Casas en el piso o con paredes derrumbadas, carreteras agrietadas, decenas de tiendas de campaña y autos de rescate, junto con el sonido de helicópteros que sobrevuelan la zona, son ahora el paisaje común en lo que fuera hasta hace tres días una apacible área llena de árboles y pequeños poblados rurales apenas a unos 60 kilómetros de San José.
La tierra se movió violentamente durante 20 segundos el pasado jueves: 6,2 grados en la escala de Richter que cambiaron de repente la vida de miles de personas, quienes ahora buscan cómo reconstruir algo de lo que hasta hace muy poco era una tranquila existencia rural.
En medio de la agitación de las labores de rescate, de la aparición diaria de nuevas víctimas o heridos y de las carencias por los cortes en servicios básicos como agua y electricidad, la mayoría de los damnificados no pierden la esperanza ni la sonrisa.
Aunque debieron cambiar sus casas, o lo que quedó de ellas, por tiendas de campaña en plazas y parques, los niños en los campamentos juegan improvisados partidos de fútbol mientras los adultos ayudan a funcionarios de la Cruz Roja y la Comisión Nacional de Emergencias (CNE) a repartir los alimentos y suministros que no paran de llegar desde el resto del país.
En un recorrido por las localidades de Poás y Vara Blanca, algunas de las más afectadas por el terremoto, Acan-Efe pudo observar cómo lo que antes era una concurrida vía turística hacia el volcán Poás, el Parque Nacional más visitado de Costa Rica, es ahora un camino lleno de ambulancias, cuadraciclos y vehículos oficiales que se desplazan constantemente para brindar auxilio.
Los pequeños y típicos restaurantes al lado del camino están cerrados, las casas que aún están en pie vacías, las calles agrietadas y ocupadas por maquinaria pesada que trata de habilitar el paso hacia las áreas donde el desastre fue mayor removiendo toneladas de tierra y árboles que se desplomaron con el sismo.
La historia en los campamentos se repite una y otra vez.

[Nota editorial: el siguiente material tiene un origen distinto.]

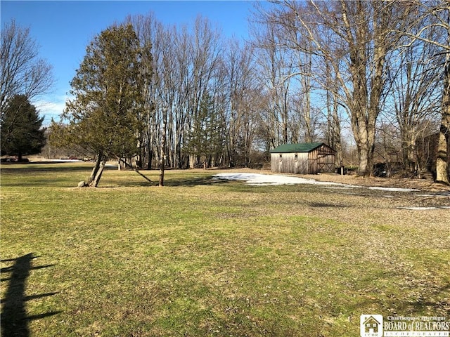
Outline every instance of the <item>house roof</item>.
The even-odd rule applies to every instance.
[[[275,147],[271,153],[310,152],[324,144],[323,143],[303,143],[301,144],[283,144]],[[328,145],[327,145],[328,146]]]

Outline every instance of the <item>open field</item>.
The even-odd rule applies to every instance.
[[[115,169],[75,187],[91,165],[1,166],[2,336],[340,337],[361,314],[450,319],[450,211],[401,208],[449,206],[444,190],[203,170],[158,187]]]

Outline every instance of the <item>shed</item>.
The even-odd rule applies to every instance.
[[[284,144],[270,152],[271,171],[297,174],[334,172],[335,154],[324,143]]]

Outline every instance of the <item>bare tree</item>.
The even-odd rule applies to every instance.
[[[450,147],[450,1],[411,0],[409,4],[411,11],[416,13],[417,18],[413,26],[418,25],[419,27],[418,29],[414,30],[409,26],[404,30],[399,31],[410,39],[409,43],[405,46],[411,46],[416,41],[420,40],[440,48],[441,52],[436,56],[444,56],[441,68],[443,90],[435,181],[448,185],[450,183],[448,167]],[[430,37],[427,34],[430,29],[435,29],[439,33]]]
[[[13,20],[1,29],[0,110],[15,95],[29,100],[44,93],[53,85],[52,66],[38,57],[39,46],[28,28]]]
[[[328,63],[333,67],[340,82],[340,104],[350,114],[359,157],[359,174],[370,174],[375,123],[383,103],[385,60],[394,46],[390,25],[399,22],[395,4],[274,2],[278,9],[271,20],[284,29],[285,48],[309,53],[317,65]],[[305,39],[309,43],[304,44]]]

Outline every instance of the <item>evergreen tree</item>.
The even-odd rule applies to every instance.
[[[36,154],[45,145],[44,117],[39,117],[36,107],[25,95],[16,95],[7,103],[1,112],[1,154]]]
[[[208,93],[202,97],[198,112],[193,116],[186,150],[194,164],[203,159],[208,166],[218,161],[224,147],[224,127]]]

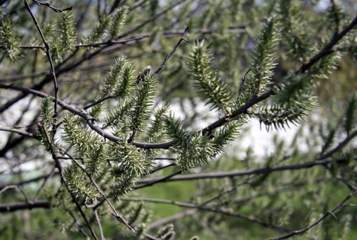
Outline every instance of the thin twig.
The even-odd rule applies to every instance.
[[[184,36],[185,36],[186,33],[188,31],[188,29],[189,29],[189,27],[187,26],[186,27],[186,29],[184,29],[184,32],[182,33],[182,35],[181,35],[181,38],[180,38],[179,41],[177,42],[177,43],[176,43],[176,45],[175,45],[175,47],[173,47],[173,49],[171,51],[171,52],[166,55],[166,57],[165,57],[165,59],[164,60],[164,62],[162,62],[162,63],[161,64],[161,65],[160,65],[158,69],[156,69],[156,71],[153,73],[153,75],[158,75],[160,71],[161,70],[164,68],[164,66],[165,66],[165,64],[166,62],[170,59],[170,58],[171,58],[171,56],[176,52],[176,51],[177,50],[180,45],[181,44],[181,43],[184,40],[185,42],[187,43],[187,40],[186,40],[185,38],[184,38]]]
[[[295,230],[295,231],[293,231],[293,232],[291,232],[287,234],[286,235],[284,235],[284,236],[279,237],[278,238],[274,239],[274,240],[286,239],[290,238],[290,237],[292,237],[292,236],[294,236],[294,235],[298,235],[303,234],[305,232],[307,231],[308,230],[314,228],[317,224],[320,224],[321,221],[323,221],[329,215],[334,216],[334,213],[335,211],[336,211],[337,210],[343,208],[344,208],[345,206],[349,206],[350,205],[347,206],[346,204],[345,204],[345,203],[346,202],[347,202],[349,199],[351,199],[353,196],[354,196],[356,194],[357,194],[357,191],[349,193],[336,206],[335,206],[333,209],[332,209],[332,210],[325,213],[325,214],[321,217],[320,217],[316,221],[315,221],[312,224],[309,225],[309,226],[306,226],[305,228],[304,228],[303,229]],[[334,217],[336,218],[336,216],[334,216]]]
[[[158,204],[171,204],[171,205],[175,205],[175,206],[177,206],[188,208],[196,208],[196,209],[202,210],[204,211],[213,212],[213,213],[219,213],[219,214],[226,215],[230,216],[230,217],[242,219],[244,220],[249,221],[250,222],[253,222],[253,223],[259,224],[261,226],[263,226],[263,227],[274,229],[279,232],[287,232],[287,230],[284,228],[281,228],[281,227],[279,227],[277,226],[270,224],[266,223],[259,219],[252,217],[248,217],[248,216],[246,216],[246,215],[241,215],[239,213],[232,213],[230,211],[223,209],[223,208],[209,208],[209,207],[194,204],[192,203],[165,200],[159,200],[159,199],[152,199],[152,198],[122,197],[121,200],[122,200],[122,201],[127,201],[127,202],[151,202],[151,203],[158,203]]]
[[[104,240],[104,239],[105,239],[105,237],[104,237],[103,229],[102,228],[102,224],[100,223],[100,219],[99,218],[99,215],[98,215],[98,211],[96,209],[94,209],[94,216],[96,217],[96,221],[97,221],[97,224],[98,224],[98,228],[99,228],[99,232],[100,234],[100,239],[102,240]]]
[[[91,176],[88,173],[88,171],[87,171],[87,170],[85,169],[85,167],[83,166],[82,166],[82,165],[78,161],[77,161],[74,158],[73,158],[70,154],[69,154],[67,153],[66,153],[65,154],[67,156],[68,156],[69,158],[71,158],[71,159],[76,163],[76,165],[77,166],[78,166],[78,167],[80,169],[80,170],[82,170],[82,171],[83,171],[85,173],[85,175],[87,175],[88,178],[89,178],[91,183],[93,183],[93,184],[94,185],[96,189],[98,190],[98,191],[100,193],[100,195],[104,197],[105,201],[108,203],[108,204],[109,205],[111,210],[113,210],[113,212],[114,212],[114,215],[115,215],[115,217],[116,217],[116,219],[118,219],[121,222],[122,222],[130,230],[131,230],[133,232],[136,232],[136,229],[131,225],[130,225],[130,224],[128,223],[127,220],[125,220],[124,218],[122,218],[119,215],[119,213],[118,213],[117,211],[116,210],[116,208],[114,208],[113,204],[110,202],[108,197],[107,197],[107,195],[105,195],[105,193],[104,193],[102,190],[99,187],[99,186],[97,184],[96,181],[94,181],[94,180],[93,179]]]
[[[32,1],[34,1],[34,0],[32,0]],[[36,1],[39,5],[41,5],[41,4],[46,5],[45,3],[39,2],[36,1]],[[50,50],[50,44],[48,43],[48,42],[46,41],[46,39],[45,38],[45,36],[43,35],[43,33],[42,32],[42,29],[40,27],[40,25],[39,24],[39,22],[37,21],[37,19],[34,16],[32,11],[31,10],[31,8],[30,8],[30,5],[28,5],[27,0],[23,0],[23,3],[25,4],[25,7],[28,10],[28,12],[31,15],[31,18],[32,19],[32,20],[36,25],[36,27],[37,28],[37,30],[39,31],[39,33],[40,34],[42,41],[43,42],[43,44],[45,45],[45,51],[46,52],[46,56],[48,58],[48,61],[50,62],[50,71],[53,77],[53,82],[54,82],[54,118],[56,119],[57,118],[58,94],[59,88],[58,88],[58,84],[57,83],[57,79],[56,77],[54,64],[53,63],[52,58],[51,56],[51,51]],[[46,5],[47,5],[48,7],[53,9],[53,7],[52,7],[49,3]],[[55,126],[56,126],[56,124],[54,124],[53,129],[52,129],[54,135],[54,133],[56,132]]]
[[[61,8],[54,8],[50,3],[45,3],[45,2],[40,1],[37,1],[37,0],[32,0],[32,1],[34,1],[36,3],[39,4],[39,5],[45,5],[45,6],[51,8],[54,12],[58,12],[58,13],[59,12],[65,12],[65,11],[70,11],[70,10],[72,10],[73,9],[73,6],[70,6],[70,7],[68,7],[68,8],[61,9]]]
[[[68,193],[71,195],[71,197],[72,197],[73,202],[76,204],[76,206],[77,207],[77,209],[78,210],[78,211],[80,212],[80,215],[82,215],[82,217],[85,220],[85,224],[87,225],[88,228],[89,229],[91,235],[93,236],[93,237],[95,239],[98,240],[98,237],[96,236],[96,232],[91,228],[91,227],[90,226],[90,224],[89,224],[89,221],[87,219],[85,213],[82,210],[82,208],[80,207],[80,205],[79,202],[77,201],[77,200],[76,198],[76,196],[74,196],[74,195],[72,193],[72,192],[71,191],[71,190],[69,189],[69,188],[68,187],[68,184],[67,184],[67,181],[66,181],[65,177],[63,176],[63,173],[62,172],[62,167],[61,166],[61,163],[60,163],[58,158],[57,158],[57,156],[56,156],[56,152],[54,151],[54,147],[52,145],[52,143],[51,141],[51,139],[50,139],[50,135],[48,134],[48,132],[47,131],[46,127],[43,123],[39,123],[39,128],[41,129],[42,131],[43,132],[44,134],[45,134],[45,136],[46,138],[46,141],[47,141],[47,142],[48,143],[48,145],[50,147],[50,149],[51,151],[51,155],[52,156],[52,158],[54,160],[54,162],[55,162],[55,164],[56,164],[56,167],[58,169],[58,172],[60,173],[61,180],[62,183],[65,185],[65,188],[67,189],[67,191],[68,191]]]
[[[0,131],[15,132],[15,133],[19,134],[20,135],[30,136],[31,138],[33,138],[33,139],[37,139],[37,140],[40,139],[40,136],[39,136],[35,135],[35,134],[32,134],[31,132],[29,132],[17,129],[17,128],[13,128],[5,127],[5,126],[0,125]]]

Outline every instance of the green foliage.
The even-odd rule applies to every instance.
[[[159,239],[173,240],[175,238],[175,231],[173,224],[167,224],[162,226],[156,235]]]
[[[308,111],[315,106],[313,99],[307,99],[303,102],[293,104],[266,105],[254,112],[254,115],[259,119],[261,123],[264,123],[267,130],[272,126],[276,130],[285,129],[285,125],[289,126],[289,123],[294,125],[301,123]]]
[[[105,38],[111,24],[111,16],[108,14],[103,14],[99,19],[93,31],[85,38],[84,42],[87,44],[98,43]]]
[[[164,122],[162,119],[165,117],[169,111],[169,106],[164,105],[154,112],[154,119],[150,122],[150,127],[147,131],[149,141],[158,143],[165,139]]]
[[[137,86],[133,99],[133,110],[129,113],[130,127],[133,134],[136,130],[143,130],[142,128],[150,116],[155,84],[154,75],[149,72],[144,76],[144,80]]]
[[[255,83],[255,95],[264,92],[270,84],[276,65],[276,48],[280,40],[277,16],[268,18],[263,24],[259,35],[255,41],[254,53],[250,69]]]
[[[132,103],[129,99],[122,101],[119,105],[107,115],[105,125],[103,128],[109,126],[115,126],[116,129],[125,130],[128,126],[127,115],[131,108]]]
[[[355,95],[353,95],[347,106],[346,112],[345,113],[345,121],[343,127],[347,134],[349,134],[356,125],[357,119],[357,99]]]
[[[52,100],[50,97],[45,97],[41,105],[41,119],[47,128],[56,123],[54,116],[54,110]]]
[[[0,19],[0,43],[10,59],[14,60],[21,56],[23,51],[20,48],[18,34],[9,20]]]
[[[63,53],[71,51],[76,41],[76,29],[73,12],[66,11],[61,13],[58,23],[60,29],[59,45]]]
[[[85,178],[84,174],[74,165],[67,167],[63,172],[68,188],[74,197],[80,202],[89,204],[100,195],[91,184],[84,180]]]
[[[188,67],[199,96],[213,108],[223,109],[230,113],[230,93],[210,64],[212,56],[204,42],[197,42],[188,55]]]
[[[127,15],[129,12],[129,8],[127,6],[118,9],[113,14],[113,22],[111,25],[109,33],[111,39],[118,38],[121,34],[121,31],[125,25]]]
[[[306,21],[301,1],[281,0],[279,20],[281,25],[283,45],[293,61],[305,62],[311,54],[306,33]]]
[[[126,58],[118,58],[105,76],[102,87],[103,93],[116,98],[126,97],[135,83],[133,68]]]
[[[324,10],[314,5],[319,2],[126,1],[122,7],[120,1],[65,0],[34,5],[60,86],[58,112],[53,99],[45,98],[39,120],[34,100],[22,98],[54,94],[49,62],[39,48],[43,43],[21,1],[5,1],[0,112],[10,110],[0,125],[14,132],[4,136],[0,149],[0,208],[23,204],[32,209],[2,215],[8,224],[0,224],[0,239],[83,238],[89,229],[71,197],[97,236],[100,224],[108,239],[261,239],[278,237],[278,227],[292,231],[313,224],[357,184],[356,145],[344,145],[355,136],[356,96],[341,100],[354,91],[355,60],[345,53],[356,50],[356,30],[336,38],[355,14],[354,3],[333,1]],[[72,3],[73,11],[53,11],[63,3]],[[167,55],[187,25],[187,43]],[[76,46],[77,39],[83,44]],[[165,56],[164,67],[154,74],[149,65],[160,66]],[[321,101],[324,88],[332,93]],[[23,92],[12,97],[13,91]],[[321,108],[309,119],[318,100]],[[177,107],[182,121],[173,117]],[[36,118],[29,121],[32,115]],[[259,131],[246,128],[253,117],[268,130],[299,128],[291,139],[277,134],[270,141],[269,135],[261,140],[270,144],[261,145],[246,139]],[[52,146],[69,193],[53,171]],[[331,157],[321,167],[325,154]],[[34,206],[28,197],[35,199]],[[46,201],[51,209],[36,207]],[[180,202],[205,209],[186,211]],[[111,217],[112,208],[136,233]],[[337,221],[329,216],[306,236],[354,239],[355,212],[336,211]],[[175,221],[175,231],[173,225],[152,227],[186,214],[192,217]]]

Personas que estaban en sus casas o carreteras y de repente empezaron a sentir la tierra moviéndose bajo sus pies para luego darse cuenta de que trozos de pared o montañas y árboles se derrumbaban sobre ellos.
La mayoría de los rescatados llegaron a los albergues el viernes o sábado, luego de haber pasado la noche en sitios aislados o hasta atrapados en trechos de carreteras destruidas. Muchos de ellos aseguran haber visto a otras personas morir.
«El día del terremoto estaba sembrando fresas. El movimiento fue tan fuerte que no pude ponerme de pie», cuenta Arturo Carmona, un agricultor con 17 años de vivir en Vara Blanca, quien vio la casa de sus vecinos derrumbarse.
«Eran dos muchachos, uno de 20 y otro de 13. Ellos son amigos y estaban hablando en la casa y quedaron sepultados, no pude hacer nada», expresa con dolor.
A pesar de sus graves problemas, los mismos afectados son quienes se encargan de ayudar a otros.
Ariel Gurdían, de 25 años y cuya casa en Poás quedó inhabitable, no paraba de ordenar las prendas que llegaban para los albergados en la localidad de Fraijanes, a pesar de que su esposa sufrió fracturas por el terremoto y ahora se encontraba junto a su hija en casa de su suegra.
«Es difícil explicar por qué estoy aquí pero mucha gente ocupa (necesita) más ayuda que yo», afirmó.
Las escenas desgarradoras, como la instalación de una morgue provisional en una pequeña escuela para poder identificar más fácilmente los cadáveres que poco a poco se rescatan de debajo de los derrumbes, se mezclan con los rostros incansables de cientos de personas que ahora tratan de empezar de cero.
En la televisión local una mujer solicitaba trabajo para su esposo, un lechero de profesión que perdió sus vacas bajo toneladas de tierra.
El último recuento de la Cruz Roja señalaba 20 víctimas mortales, 46 desaparecidos, 2.089 personas refugiadas en 16 albergues y más de 1.400 que califica de aisladas, pero que en su gran mayoría se niegan a salir de pequeños poblados en las montañas por temor a perder las pocas pertenencias que rescataron y reciben ayuda.